Persistent GKE Metrics Agent Errors Following Manual Upgrade to 1.26.5-gke.1200

Hello,

I recently upgraded both the cluster and node pool manually on my GKE instance. Since the upgrade, the gke-metrics-agent has been consistently logging errors when attempting to scrape the gpu-maintenance-handler?

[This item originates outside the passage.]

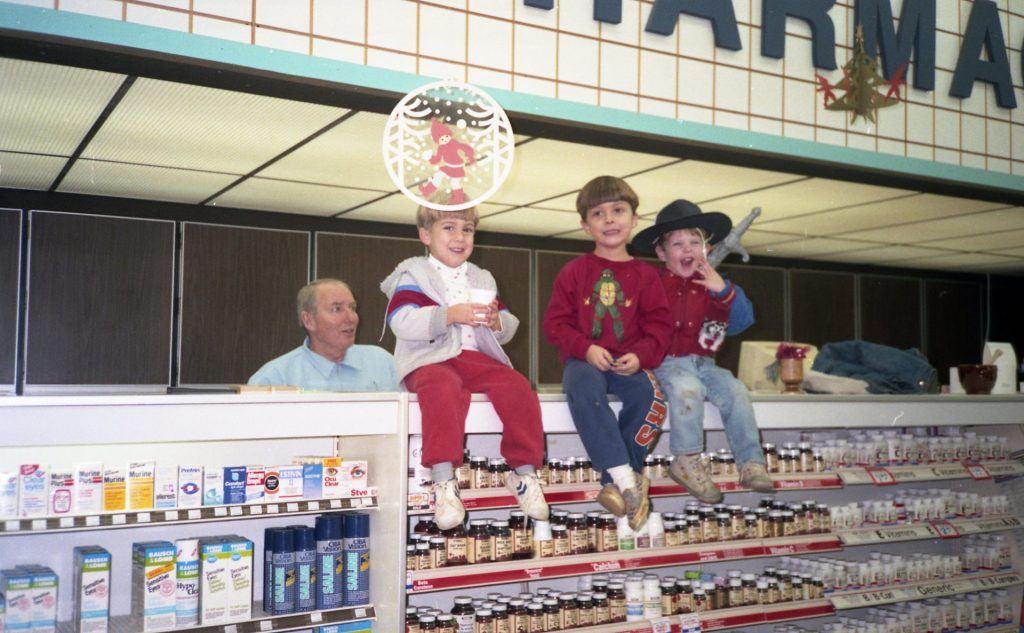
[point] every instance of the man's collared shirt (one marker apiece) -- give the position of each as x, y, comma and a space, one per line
365, 368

This is particularly strange since none of the workloads are using GPU.

Previous Version: 1.25.8-gke**.1000**
Current Version: 1.26.5-gke.1200

These errors did not appear in the log history prior to the upgrade, and I have not identified any performance issues or disruptions associated with them.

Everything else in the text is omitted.